Następnie rozpoczęło się kanoniczne przejęcie urzędu biskupa warszawsko-praskiego. Po odczytaniu przez bp. Stanisława Kędziorę, administratora diecezji warszawsko-praskiej, decyzji Benedykta XVI o mianowaniu nowego ordynariusza, metropolita gdański abp Sławoj Leszek Głódź przekazał pastorał – znak władzy biskupiej – nuncjuszowi apostolskiemu, a abp Kowalczyk wręczył go nowemu pasterzowi diecezji warszawsko-praskiej. Wówczas nowy ordynariusz przyjął homagium, które na znak czci i posłuszeństwa złożyli reprezentanci diecezji, m.in. duchowni, przedstawiciele świata pracy i rodzin oraz stowarzyszeń religijnych.

Abp Sławoj Leszek Głódź, poprzedni biskup warszawsko-praski, który 26 kwietnia został metropolitą gdańskim, zwracając się do abp. Hosera podkreślił, że duchowieństwo diecezji warszawsko-praskiej "jest dobre, scalone, bez rozwichrzonych spojrzeń na wiele spraw", a "lud jest przywiązany do Kościoła, do swojej historii, o jasnej i czytelnej tożsamości". – Stąd też, księże arcybiskupie, z pewnością zaznasz wiele miłości i serdeczności, a doświadczenie, z którym tu przychodzisz, będzie spożytkowane tylko dla dobra tego lokalnego Kościoła – stwierdził abp Głódź.

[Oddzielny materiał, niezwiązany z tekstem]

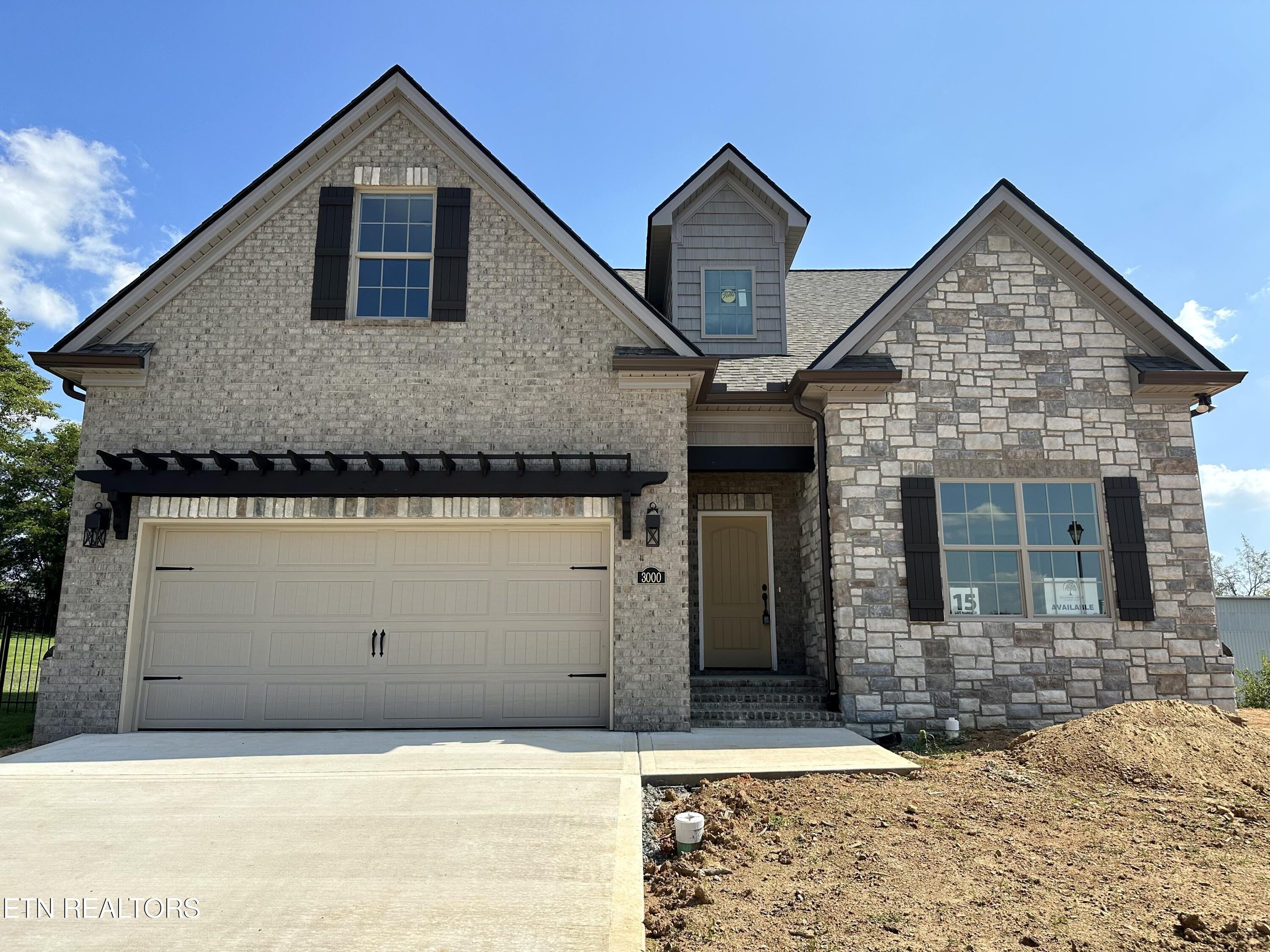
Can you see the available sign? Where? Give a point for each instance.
(1072, 597)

"Bycie misjonarzem z 20 letnią posługą w Afryce, kapłanem i lekarzem, który zna wymiar Kościoła powszechnego – to wszystko z pewnością włączysz w cały nurt posługi biskupiej" – dodał metropolita gdański. Zwracając się do nowego biskupa warszawsko-praskiego, nuncjusz Kowalczyk przypomniał, że po doświadczeniu wieloletniej posługi, abp Hoser powraca nie tylko do ojczyny, ale i do rodzinnego miasta. Następnie rozpoczęła się Msza św., którą z abp. Hoserem koncelebrowali Prymas Polski kard. Józef Glemp, abp Kowalczyk, abp Głódź oraz abp Kazimierz Nycz, metropolita warszawski.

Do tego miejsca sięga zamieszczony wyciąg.